# Markov Decision Process (MDP) with Two States

In this exercise, we consider a system of two states \( s_1 \) and \( s_2 \). The system can transition between these states using two actions \( a_1 \) and \( a_2 \) with a discount factor \( \gamma = 0.8 \). We are tasked with writing the Bellman optimality equations, solving them using the fixed-point iteration method, and deriving the optimal policies.

## 1. Bellman Optimality Equations

The Bellman optimality equations express the value of each state in terms of the expected values of the states it can transition to after taking certain actions. The equations are defined as follows:

### For state \( s_1 \):

\[
V*(s_1) = max{ Q*(s_1, a_1), Q*(s_1, a_2) }
\]

Where:

\[
Q*(s_1, a_1) = 0.7 * (-1) + 0.3 * (1) + gamma ( 0.7 V*(s_1) + 0.3 V*(s_2) )
\]

\[
Q*(s_1, a_2) = 0.8 * (-1/2) + 0.2 * ( 3/2 ) + gamma ( 0.8 V*(s_1) + 0.2 V*(s_2) )
\]

### For state \( s_2 \):

\[
V*(s_2) = max{ Q*(s_2, a_1), Q*(s_2, a_2) }
\]

Where:

\[
Q*(s_2, a_1) = 0.9 * (-2/3) + 0.1 * (5/4) + gamma ( 0.9 V*(s_1) + 0.1 V*(s_2) )
\]

\[
Q*(s_2, a_2) = 0.5 * (-1) + 0.5 * (1) + gamma ( 0.5 V*(s_1) + 0.5 V*(s_2) )
\]


In [1]:
# Python Code to Compute the Value Functions
import numpy as np

# Define parameters
gamma = 0.8  # Discount factor
threshold = 1e-6  # Convergence threshold

# Initialize value function for both states
V = np.zeros(2)  # V[0] = V*(s1), V[1] = V*(s2)

def compute_values(V):
    # Calculate Q values based on current V
    Q_a1_s1 = 0.7 * (-1) + 0.3 * (1) + gamma * (0.7 * V[0] + 0.3 * V[1])
    Q_a2_s1 = 0.8 * (-0.5) + 0.2 * (1.5) + gamma * (0.8 * V[0] + 0.2 * V[1])
    
    Q_a1_s2 = 0.9 * (-2/3) + 0.1 * (5/4) + gamma * (0.9 * V[0] + 0.1 * V[1])
    Q_a2_s2 = 0.5 * (-1) + 0.5 * (1) + gamma * (0.5 * V[0] + 0.5 * V[1])
    
    # Update V values
    V_new = np.zeros(2)
    V_new[0] = max(Q_a1_s1, Q_a2_s1)
    V_new[1] = max(Q_a1_s2, Q_a2_s2)
    
    return V_new

# Fixed-point iteration
iteration = 0
while True:
    iteration += 1
    V_new = compute_values(V)
    if np.max(np.abs(V_new - V)) < threshold:
        break
    V = V_new

print(f'Converged after {iteration} iterations')
print(f'Optimal Value Function: V*(s1) = {V[0]:.4f}, V*(s2) = {V[1]:.4f}')

Converged after 52 iterations
Optimal Value Function: V*(s1) = -0.3947, V*(s2) = -0.2632


## 2. Solving the System Using Fixed-Point Iteration

The fixed-point iteration method is used to solve the Bellman optimality equations.
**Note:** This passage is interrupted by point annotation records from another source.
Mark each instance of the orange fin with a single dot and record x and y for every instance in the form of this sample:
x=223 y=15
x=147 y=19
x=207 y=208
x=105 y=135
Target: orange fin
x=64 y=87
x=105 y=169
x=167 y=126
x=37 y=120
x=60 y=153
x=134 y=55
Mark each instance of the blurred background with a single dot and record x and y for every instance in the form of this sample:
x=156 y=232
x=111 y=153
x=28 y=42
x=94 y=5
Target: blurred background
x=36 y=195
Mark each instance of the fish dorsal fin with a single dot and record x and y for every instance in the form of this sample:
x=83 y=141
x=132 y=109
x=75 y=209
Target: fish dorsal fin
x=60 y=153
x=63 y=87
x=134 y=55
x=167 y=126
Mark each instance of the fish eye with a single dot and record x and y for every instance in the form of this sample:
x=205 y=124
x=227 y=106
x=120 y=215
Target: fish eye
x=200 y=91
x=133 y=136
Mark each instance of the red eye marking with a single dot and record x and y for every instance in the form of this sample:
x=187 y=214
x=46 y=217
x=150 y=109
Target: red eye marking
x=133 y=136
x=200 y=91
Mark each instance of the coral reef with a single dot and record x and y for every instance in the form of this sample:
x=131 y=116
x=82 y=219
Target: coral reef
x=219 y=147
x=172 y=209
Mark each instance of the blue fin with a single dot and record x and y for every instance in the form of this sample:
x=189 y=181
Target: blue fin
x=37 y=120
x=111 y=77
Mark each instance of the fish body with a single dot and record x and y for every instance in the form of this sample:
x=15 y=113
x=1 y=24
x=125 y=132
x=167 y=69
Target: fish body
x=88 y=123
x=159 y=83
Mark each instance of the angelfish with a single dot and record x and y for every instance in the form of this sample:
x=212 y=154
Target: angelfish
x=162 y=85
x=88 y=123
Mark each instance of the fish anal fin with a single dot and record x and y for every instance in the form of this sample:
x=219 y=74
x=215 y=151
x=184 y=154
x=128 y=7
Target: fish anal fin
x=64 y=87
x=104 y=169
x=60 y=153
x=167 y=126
We start with an arbitrary initialization for the value function and iteratively update the values based on the expected rewards and future values until convergence.

In the code, we define a function `compute_values` to calculate the Q-values for actions \( a_1 \) and \( a_2 \) in both states. We then use a loop to update the value function until the maximum change is less than the defined threshold.

The output shows the optimal value function for states \( s_1 \) and \( s_2 \).


In [2]:
# Derive the optimal policies based on the computed value function
def derive_optimal_policy(V):
    # Calculate Q values based on the optimal value function V
    Q_a1_s1 = 0.7 * (-1) + 0.3 * (1) + gamma * (0.7 * V[0] + 0.3 * V[1])
    Q_a2_s1 = 0.8 * (-0.5) + 0.2 * (1.5) + gamma * (0.8 * V[0] + 0.2 * V[1])
    
    Q_a1_s2 = 0.9 * (-2/3) + 0.1 * (5/4) + gamma * (0.9 * V[0] + 0.1 * V[1])
    Q_a2_s2 = 0.5 * (-1) + 0.5 * (1) + gamma * (0.5 * V[0] + 0.5 * V[1])

    # Determine the optimal policy
    policy = {}
    policy['s1'] = 'a1' if Q_a1_s1 > Q_a2_s1 else 'a2'
    policy['s2'] = 'a1' if Q_a1_s2 > Q_a2_s2 else 'a2'

    return policy

optimal_policy = derive_optimal_policy(V)
print("Optimal Policy:", optimal_policy)

Optimal Policy: {'s1': 'a2', 's2': 'a2'}


## 3. Deriving the Optimal Policies

After computing the optimal value function \( V^*(s_1) \) and \( V^*(s_2) \), we derive the optimal policy for each state by choosing the action that maximizes the expected value.

For each state, we compare the Q-values for actions \( a_1 \) and \( a_2 \) and select the action that provides the maximum value. The resulting policy indicates the best action to take in each state to maximize the expected rewards.

The output shows the optimal policy derived from the computed value function.